Papier statt Kunststoff: Nachhaltige Verpackungen mit gutem Gewissen

Kunststoff zu ersetzen – beispielsweise in Verpackungen – ist gar nicht so einfach, aber dringend nötig. Im Projekt 3D-Thermocell erarbeiten Forschende der DHBW Karlsruhe derzeit neuartige Kunststoffersatzprodukte aus thermoverformbarem Papier als nachwachsende Ressource, die günstig und leicht sein sollen sowie einfach mit dem Altpapier entsorgt werden können. Die Charakterisierung und Anwendung von Demonstratoren starten bereits in Kürze.

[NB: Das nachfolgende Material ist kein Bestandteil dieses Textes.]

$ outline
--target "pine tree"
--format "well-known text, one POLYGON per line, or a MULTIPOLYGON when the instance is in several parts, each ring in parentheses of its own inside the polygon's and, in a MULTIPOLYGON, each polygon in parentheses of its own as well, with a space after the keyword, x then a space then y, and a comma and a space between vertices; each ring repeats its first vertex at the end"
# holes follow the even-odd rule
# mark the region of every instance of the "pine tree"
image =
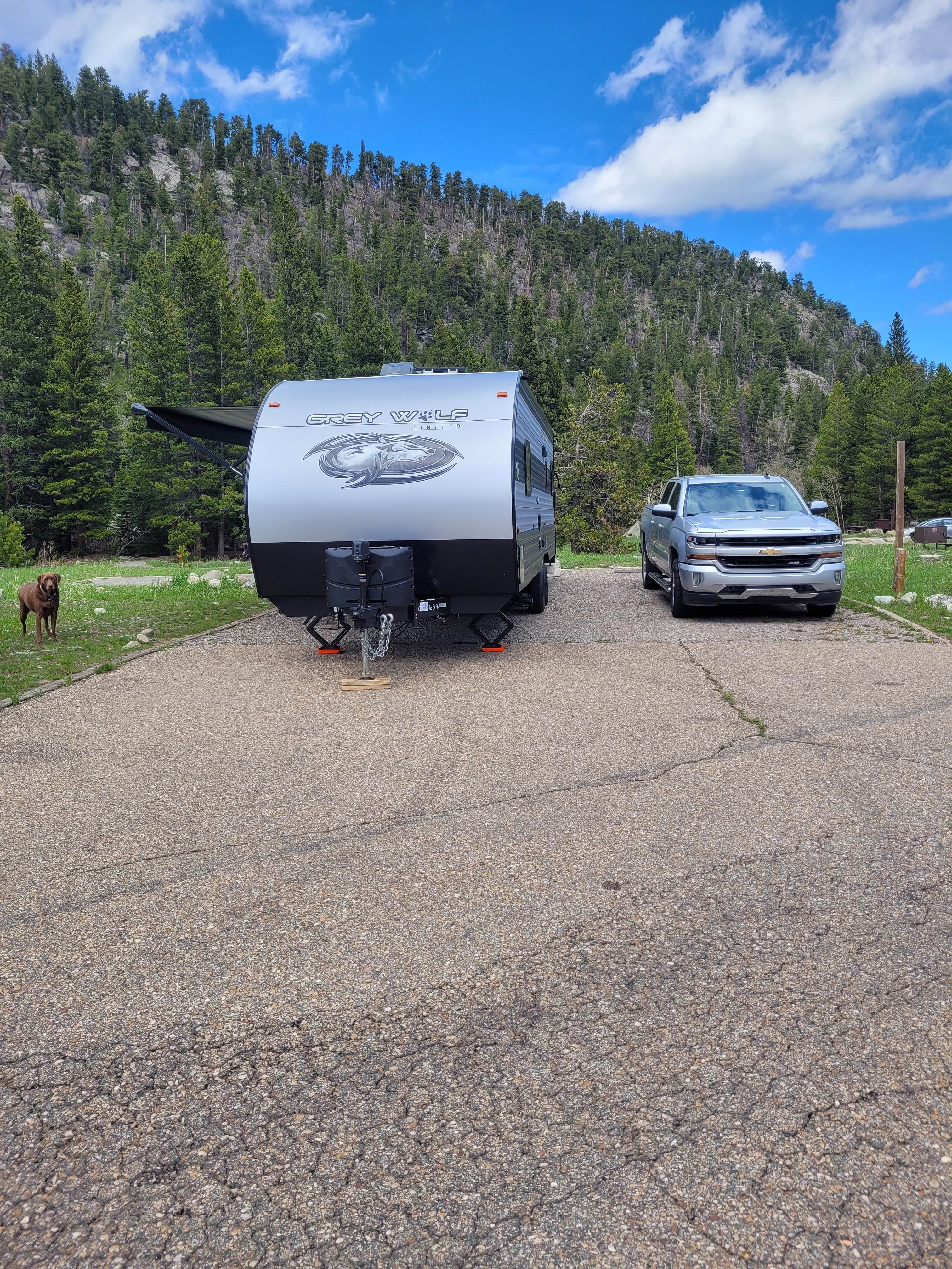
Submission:
POLYGON ((275 383, 292 378, 293 367, 286 359, 277 319, 250 269, 242 269, 239 275, 237 311, 248 364, 246 404, 256 405, 275 383))
POLYGON ((727 393, 724 395, 717 407, 717 449, 715 471, 721 475, 744 471, 744 449, 740 440, 737 402, 727 393))
POLYGON ((14 232, 0 244, 0 463, 4 510, 27 532, 46 532, 39 491, 46 385, 56 326, 55 282, 43 222, 24 198, 13 199, 14 232))
POLYGON ((952 515, 952 372, 935 371, 913 431, 910 504, 920 516, 952 515))
MULTIPOLYGON (((552 431, 559 437, 569 423, 570 396, 562 368, 555 349, 548 349, 542 363, 538 388, 534 392, 542 412, 552 431)), ((627 393, 626 393, 627 405, 627 393)))
POLYGON ((340 374, 336 326, 326 319, 315 325, 311 374, 316 379, 334 379, 340 374))
POLYGON ((892 321, 890 322, 890 338, 886 340, 885 353, 887 365, 904 365, 906 362, 911 360, 913 354, 909 350, 906 329, 899 313, 892 315, 892 321))
POLYGON ((86 297, 69 260, 62 266, 53 346, 43 494, 51 500, 48 523, 61 546, 83 551, 88 539, 103 539, 108 532, 107 439, 113 407, 93 352, 86 297))
POLYGON ((556 449, 556 532, 574 551, 623 549, 622 536, 635 519, 625 396, 625 387, 592 371, 556 449))
POLYGON ((159 251, 147 251, 132 288, 127 319, 129 387, 143 405, 183 405, 188 364, 171 279, 159 251))
POLYGON ((896 442, 908 440, 916 415, 915 386, 902 365, 872 383, 863 448, 857 459, 854 508, 868 522, 889 516, 896 499, 896 442))
POLYGON ((183 233, 171 260, 192 405, 231 405, 248 396, 226 250, 207 233, 183 233))
POLYGON ((856 433, 856 419, 842 382, 833 386, 826 401, 826 412, 816 434, 814 461, 807 471, 807 478, 823 480, 825 473, 833 473, 843 486, 849 464, 849 453, 856 433))
POLYGON ((536 315, 529 296, 519 296, 513 313, 513 355, 509 368, 522 371, 522 377, 536 393, 542 385, 542 355, 536 339, 536 315))
POLYGON ((692 476, 697 471, 688 429, 670 388, 654 411, 651 450, 647 472, 652 482, 664 483, 671 476, 692 476))
POLYGON ((350 308, 344 329, 344 373, 352 377, 380 374, 386 358, 383 334, 377 312, 367 294, 363 269, 350 265, 350 308))
MULTIPOLYGON (((288 362, 297 378, 326 378, 317 374, 319 286, 297 222, 297 208, 278 190, 274 199, 272 244, 274 249, 274 311, 288 362)), ((326 355, 326 349, 321 349, 326 355)))

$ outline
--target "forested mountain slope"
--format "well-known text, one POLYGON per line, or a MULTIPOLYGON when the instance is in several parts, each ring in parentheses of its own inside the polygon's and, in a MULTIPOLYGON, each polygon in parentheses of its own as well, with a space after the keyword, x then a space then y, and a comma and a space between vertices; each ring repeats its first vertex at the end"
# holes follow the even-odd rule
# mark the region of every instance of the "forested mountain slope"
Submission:
POLYGON ((868 522, 897 437, 913 509, 952 505, 948 371, 746 253, 6 47, 0 155, 0 504, 33 547, 223 549, 240 490, 129 402, 255 402, 395 359, 526 372, 579 548, 675 463, 786 471, 868 522))

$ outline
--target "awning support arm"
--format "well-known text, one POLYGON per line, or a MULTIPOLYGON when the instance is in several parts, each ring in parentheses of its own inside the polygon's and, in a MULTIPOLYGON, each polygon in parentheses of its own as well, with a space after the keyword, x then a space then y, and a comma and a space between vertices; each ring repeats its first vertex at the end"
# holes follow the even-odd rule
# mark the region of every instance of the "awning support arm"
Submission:
POLYGON ((216 454, 213 449, 208 449, 208 447, 203 445, 201 440, 195 440, 194 437, 189 437, 187 431, 180 431, 173 423, 169 423, 168 419, 162 419, 160 414, 156 414, 155 410, 150 410, 147 406, 140 405, 138 401, 133 401, 132 412, 143 414, 147 419, 151 419, 152 423, 157 423, 160 428, 165 428, 166 431, 178 437, 179 440, 184 440, 185 444, 192 445, 192 448, 204 458, 211 458, 213 463, 223 467, 226 472, 231 472, 232 476, 237 476, 240 481, 244 481, 245 473, 240 472, 237 467, 232 467, 227 458, 222 458, 221 454, 216 454))

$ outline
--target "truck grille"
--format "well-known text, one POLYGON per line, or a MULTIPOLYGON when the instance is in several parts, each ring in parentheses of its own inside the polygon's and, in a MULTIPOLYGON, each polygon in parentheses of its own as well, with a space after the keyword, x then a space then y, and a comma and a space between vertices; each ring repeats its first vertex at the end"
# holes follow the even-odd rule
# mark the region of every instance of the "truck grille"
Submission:
POLYGON ((823 542, 823 537, 803 537, 802 534, 793 538, 718 538, 718 547, 815 547, 823 542))
POLYGON ((717 562, 724 569, 743 569, 745 572, 757 570, 777 569, 812 569, 819 556, 770 556, 764 560, 760 556, 717 556, 717 562))

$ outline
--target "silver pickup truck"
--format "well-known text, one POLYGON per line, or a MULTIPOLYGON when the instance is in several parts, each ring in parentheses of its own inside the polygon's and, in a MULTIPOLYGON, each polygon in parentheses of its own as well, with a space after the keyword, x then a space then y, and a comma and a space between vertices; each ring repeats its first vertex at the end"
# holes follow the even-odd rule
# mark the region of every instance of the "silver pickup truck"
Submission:
POLYGON ((680 476, 641 515, 641 581, 673 617, 715 604, 806 604, 831 617, 843 536, 778 476, 680 476))

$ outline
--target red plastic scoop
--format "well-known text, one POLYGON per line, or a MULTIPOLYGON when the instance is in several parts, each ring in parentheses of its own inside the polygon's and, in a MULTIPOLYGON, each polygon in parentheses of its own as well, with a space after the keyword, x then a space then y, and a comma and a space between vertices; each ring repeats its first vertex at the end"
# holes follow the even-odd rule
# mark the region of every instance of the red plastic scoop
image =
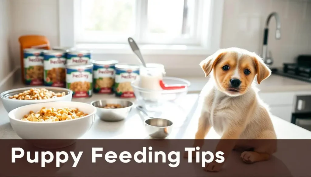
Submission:
POLYGON ((163 80, 160 81, 160 86, 163 90, 175 90, 184 88, 187 86, 187 85, 182 84, 174 84, 173 85, 168 85, 163 82, 163 80))

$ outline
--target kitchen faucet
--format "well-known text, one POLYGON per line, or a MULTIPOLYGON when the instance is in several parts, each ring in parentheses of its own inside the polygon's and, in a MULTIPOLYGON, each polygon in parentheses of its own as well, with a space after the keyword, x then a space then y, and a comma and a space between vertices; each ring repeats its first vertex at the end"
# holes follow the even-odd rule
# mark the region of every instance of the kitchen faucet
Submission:
POLYGON ((265 28, 264 33, 263 35, 263 46, 262 47, 262 59, 265 63, 267 64, 271 65, 273 63, 273 59, 270 55, 268 56, 268 36, 269 31, 269 23, 272 17, 275 18, 276 29, 275 33, 275 38, 276 39, 280 39, 281 38, 281 22, 280 21, 279 14, 276 12, 273 12, 270 14, 267 18, 266 22, 266 27, 265 28))

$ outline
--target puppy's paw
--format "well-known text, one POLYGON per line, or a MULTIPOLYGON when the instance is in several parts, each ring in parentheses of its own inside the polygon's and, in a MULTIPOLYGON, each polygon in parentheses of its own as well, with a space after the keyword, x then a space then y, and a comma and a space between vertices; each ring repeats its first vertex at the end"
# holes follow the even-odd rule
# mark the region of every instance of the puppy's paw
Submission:
POLYGON ((221 168, 220 164, 215 162, 211 162, 207 163, 204 170, 207 171, 216 172, 219 171, 221 168))
POLYGON ((245 163, 252 163, 256 162, 255 157, 251 152, 244 151, 241 154, 241 158, 245 163))
MULTIPOLYGON (((186 151, 184 153, 183 153, 183 158, 188 158, 188 157, 189 156, 189 153, 188 151, 186 151)), ((191 157, 192 158, 194 159, 196 157, 196 153, 195 152, 192 151, 192 154, 191 155, 191 157)))

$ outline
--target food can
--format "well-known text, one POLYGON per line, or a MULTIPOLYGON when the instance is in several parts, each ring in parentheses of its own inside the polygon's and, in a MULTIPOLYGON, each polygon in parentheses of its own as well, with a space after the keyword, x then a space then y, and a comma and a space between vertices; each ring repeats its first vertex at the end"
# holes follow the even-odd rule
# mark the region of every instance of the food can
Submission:
POLYGON ((57 51, 63 51, 65 53, 65 55, 67 59, 67 53, 70 51, 73 51, 76 50, 76 48, 74 47, 61 47, 59 46, 57 46, 53 47, 52 48, 52 49, 53 50, 56 50, 57 51))
POLYGON ((67 53, 67 63, 69 64, 91 64, 91 52, 88 50, 70 50, 67 53))
POLYGON ((116 60, 93 61, 93 86, 94 93, 113 93, 116 60))
POLYGON ((116 76, 114 90, 116 96, 122 98, 135 97, 131 83, 139 78, 139 66, 122 64, 116 64, 115 67, 116 76))
POLYGON ((66 51, 69 51, 71 50, 73 51, 75 50, 75 48, 72 47, 61 47, 60 46, 53 47, 52 48, 52 49, 53 50, 61 50, 66 51))
POLYGON ((66 52, 62 50, 47 50, 43 53, 44 85, 65 87, 66 52))
POLYGON ((66 87, 75 98, 90 97, 93 90, 93 65, 67 64, 66 87))
POLYGON ((42 49, 24 50, 25 83, 27 85, 43 84, 43 55, 42 49))

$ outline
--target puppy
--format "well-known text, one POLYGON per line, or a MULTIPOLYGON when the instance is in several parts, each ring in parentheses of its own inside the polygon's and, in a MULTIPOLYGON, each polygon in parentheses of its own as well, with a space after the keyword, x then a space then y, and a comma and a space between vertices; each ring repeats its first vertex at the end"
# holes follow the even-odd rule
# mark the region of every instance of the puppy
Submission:
MULTIPOLYGON (((276 151, 275 140, 249 144, 250 141, 239 139, 276 139, 267 106, 258 97, 254 81, 257 76, 260 84, 271 74, 270 69, 255 53, 236 48, 220 50, 200 65, 206 77, 211 76, 200 94, 203 107, 194 147, 203 145, 199 140, 212 126, 222 139, 233 140, 220 140, 216 148, 216 152, 224 153, 225 160, 233 149, 247 148, 253 151, 242 153, 244 162, 268 160, 276 151)), ((218 171, 223 163, 212 162, 205 169, 218 171)))

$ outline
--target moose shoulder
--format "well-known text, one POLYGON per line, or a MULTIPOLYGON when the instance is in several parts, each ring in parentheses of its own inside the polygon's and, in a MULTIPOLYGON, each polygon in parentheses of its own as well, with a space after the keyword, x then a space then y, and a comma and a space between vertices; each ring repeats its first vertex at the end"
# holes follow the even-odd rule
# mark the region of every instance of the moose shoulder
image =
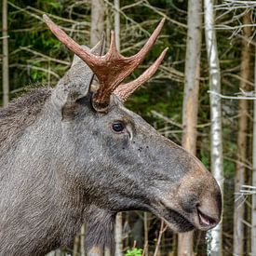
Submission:
POLYGON ((77 45, 47 16, 76 58, 56 88, 39 88, 0 111, 0 255, 44 255, 68 247, 83 222, 87 249, 111 247, 115 216, 148 210, 177 232, 208 230, 222 195, 198 159, 123 105, 157 70, 121 84, 143 61, 163 26, 138 54, 115 45, 101 54, 77 45), (93 75, 98 88, 92 89, 93 75))

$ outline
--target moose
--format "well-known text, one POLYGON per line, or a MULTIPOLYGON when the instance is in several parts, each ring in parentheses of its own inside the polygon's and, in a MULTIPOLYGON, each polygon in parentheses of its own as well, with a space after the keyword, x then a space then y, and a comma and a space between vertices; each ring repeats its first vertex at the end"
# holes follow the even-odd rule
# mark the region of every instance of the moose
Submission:
POLYGON ((202 163, 124 106, 167 52, 123 83, 154 46, 164 20, 131 57, 102 42, 78 45, 44 20, 72 52, 55 88, 31 90, 0 111, 0 255, 45 255, 68 248, 87 225, 88 255, 113 255, 115 217, 150 211, 176 232, 209 230, 222 194, 202 163))

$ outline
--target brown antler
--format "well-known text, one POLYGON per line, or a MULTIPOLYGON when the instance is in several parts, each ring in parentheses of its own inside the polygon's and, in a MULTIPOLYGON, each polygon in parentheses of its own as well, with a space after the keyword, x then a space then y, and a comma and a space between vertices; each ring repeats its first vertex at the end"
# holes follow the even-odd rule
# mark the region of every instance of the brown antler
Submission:
MULTIPOLYGON (((97 75, 100 88, 93 97, 93 104, 98 111, 103 111, 108 106, 112 92, 117 88, 120 83, 144 60, 145 55, 154 46, 165 22, 165 19, 163 19, 146 44, 137 54, 126 58, 116 49, 114 32, 112 32, 111 34, 109 51, 104 56, 95 56, 70 38, 47 15, 44 15, 43 18, 57 38, 70 50, 80 57, 97 75)), ((115 90, 115 94, 125 101, 140 85, 147 81, 155 74, 163 60, 166 51, 167 49, 162 52, 153 66, 144 72, 144 74, 139 78, 133 82, 121 85, 120 88, 115 90)))

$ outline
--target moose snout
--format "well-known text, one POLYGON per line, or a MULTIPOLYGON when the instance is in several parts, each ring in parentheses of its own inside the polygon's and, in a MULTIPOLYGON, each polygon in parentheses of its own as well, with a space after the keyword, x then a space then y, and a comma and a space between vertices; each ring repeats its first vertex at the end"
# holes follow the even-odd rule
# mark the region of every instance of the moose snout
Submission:
POLYGON ((185 176, 178 195, 184 216, 195 228, 209 230, 220 222, 222 212, 222 193, 208 170, 185 176))

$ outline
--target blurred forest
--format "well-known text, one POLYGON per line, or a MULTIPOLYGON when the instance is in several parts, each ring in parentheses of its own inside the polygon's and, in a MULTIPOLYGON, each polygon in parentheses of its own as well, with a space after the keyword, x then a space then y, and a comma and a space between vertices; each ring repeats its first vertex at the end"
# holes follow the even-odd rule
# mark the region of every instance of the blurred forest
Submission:
MULTIPOLYGON (((47 29, 42 15, 47 13, 77 43, 92 47, 91 14, 92 5, 96 2, 100 3, 101 7, 99 11, 103 11, 101 27, 106 34, 107 47, 110 31, 116 30, 118 22, 120 51, 125 56, 136 53, 146 42, 161 18, 166 18, 166 23, 155 46, 130 79, 141 74, 167 47, 168 54, 158 72, 150 82, 130 97, 126 105, 141 115, 161 134, 184 146, 184 123, 187 122, 186 125, 190 126, 189 119, 184 115, 186 114, 183 109, 183 99, 187 93, 184 84, 187 83, 185 66, 189 52, 186 52, 186 48, 189 40, 188 27, 191 24, 188 22, 191 12, 188 10, 188 1, 185 0, 2 1, 3 35, 0 44, 3 52, 0 61, 3 67, 6 63, 7 69, 4 45, 7 44, 9 87, 7 88, 7 78, 4 77, 3 68, 3 74, 0 74, 3 84, 0 88, 0 104, 5 103, 2 99, 7 91, 9 91, 7 98, 11 101, 32 88, 55 87, 70 66, 73 54, 47 29), (7 31, 4 27, 5 4, 7 6, 7 31)), ((191 0, 191 8, 195 2, 191 0)), ((256 154, 256 141, 253 143, 253 120, 254 126, 256 122, 251 101, 255 99, 256 3, 235 0, 214 3, 213 25, 216 32, 221 79, 221 90, 214 92, 212 88, 209 88, 210 65, 205 39, 203 11, 207 2, 212 3, 198 1, 201 4, 201 11, 199 10, 197 16, 201 17, 203 24, 201 28, 197 27, 202 39, 195 43, 200 53, 200 67, 197 68, 200 73, 195 79, 195 83, 199 83, 198 96, 196 93, 193 96, 196 105, 198 104, 197 115, 197 109, 195 110, 197 115, 197 124, 195 122, 195 154, 209 170, 212 169, 210 95, 215 93, 213 95, 218 98, 221 104, 222 152, 220 154, 224 177, 221 181, 223 182, 224 198, 221 225, 222 230, 220 229, 221 241, 218 241, 221 248, 214 252, 216 254, 211 253, 211 239, 214 239, 211 233, 195 231, 194 236, 190 236, 193 245, 189 247, 189 250, 178 249, 178 244, 181 246, 184 237, 178 238, 176 234, 166 228, 165 224, 151 213, 134 211, 124 212, 121 216, 119 242, 121 241, 124 255, 192 255, 192 251, 196 255, 256 255, 256 249, 253 250, 256 238, 252 236, 255 222, 252 198, 256 192, 253 187, 253 170, 256 165, 252 157, 256 154)), ((194 68, 196 69, 196 62, 194 68)), ((195 89, 193 85, 191 89, 195 89)), ((194 103, 188 106, 188 109, 190 108, 194 108, 194 103)), ((84 233, 83 229, 82 235, 75 238, 74 249, 58 250, 50 255, 85 255, 82 249, 84 233)))

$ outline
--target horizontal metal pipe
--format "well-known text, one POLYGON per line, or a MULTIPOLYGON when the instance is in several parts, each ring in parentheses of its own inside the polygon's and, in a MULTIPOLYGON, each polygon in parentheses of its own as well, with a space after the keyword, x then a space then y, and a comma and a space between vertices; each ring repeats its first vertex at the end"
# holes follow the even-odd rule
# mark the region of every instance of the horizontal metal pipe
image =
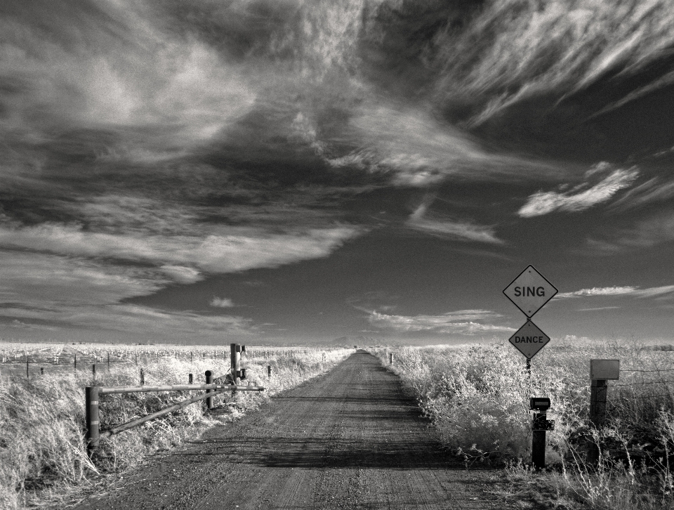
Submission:
POLYGON ((144 391, 184 391, 187 390, 230 390, 236 391, 264 391, 262 386, 237 386, 234 384, 173 384, 165 386, 110 386, 100 387, 98 393, 139 393, 144 391))
POLYGON ((192 397, 189 398, 187 400, 183 400, 183 402, 179 402, 177 404, 174 404, 168 407, 164 407, 164 409, 157 411, 157 412, 153 412, 152 414, 147 414, 144 416, 142 418, 137 418, 136 419, 132 419, 131 421, 127 421, 126 423, 119 425, 119 426, 114 427, 112 429, 109 429, 107 431, 103 431, 99 434, 99 440, 103 438, 109 438, 110 436, 114 434, 118 434, 120 432, 123 432, 128 429, 133 429, 135 426, 138 425, 142 425, 145 421, 149 421, 151 419, 154 419, 155 418, 159 418, 160 416, 164 416, 164 414, 168 414, 169 412, 173 412, 173 411, 177 411, 179 409, 185 407, 190 404, 194 404, 195 402, 199 400, 203 400, 204 398, 208 398, 209 397, 212 397, 215 395, 218 395, 220 393, 224 393, 227 390, 220 390, 219 391, 214 391, 212 393, 204 393, 203 395, 197 395, 196 397, 192 397))

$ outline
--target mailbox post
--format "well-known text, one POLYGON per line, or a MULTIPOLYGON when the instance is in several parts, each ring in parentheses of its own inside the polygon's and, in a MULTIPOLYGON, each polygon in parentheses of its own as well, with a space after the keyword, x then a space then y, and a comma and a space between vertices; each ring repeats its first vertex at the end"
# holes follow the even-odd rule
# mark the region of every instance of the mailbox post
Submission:
POLYGON ((529 401, 529 409, 534 411, 531 427, 531 464, 536 469, 546 467, 546 431, 554 430, 555 421, 548 419, 550 399, 532 397, 529 401))
MULTIPOLYGON (((609 379, 620 377, 620 360, 590 360, 590 424, 595 429, 606 421, 606 401, 609 379)), ((599 445, 590 444, 588 450, 588 462, 596 464, 599 462, 599 445)))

Die Nachfrage nach Kunststoffen ist ungebrochen: Beispielsweise wurden in Deutschland im Jahr 2021 rund 21 Mio. Tonnen produziert, ein Großteil davon für Verpackungen. Nachhaltigere Alternativen aus Rezyklaten oder Reststoffen gibt es zwar schon in verschiedenen Varianten, dennoch wurden im gleichen Jahr fast 85 Prozent der Kunststoffe für Verpackungen noch basierend auf fossilen Rohstoffen hergestellt.1) Dass sich dies ändern muss, steht außer Frage. Doch wie? Klassische Kunststoffprodukte haben immer noch Vorteile, die die ökologischen Pendants nicht immer bieten können, aber vielfach für die spezifischen Anwendungen gefragt sind. Für Verpackungen sind dies unter anderem vergleichsweise geringere Kosten und ein geringeres Gewicht der Produkte, gute Barrieren gegen Feuchtigkeit und z. B. Sauerstoff sowie eine gute thermoplastische Verformbarkeit zu Packmitteln nach Bedarf.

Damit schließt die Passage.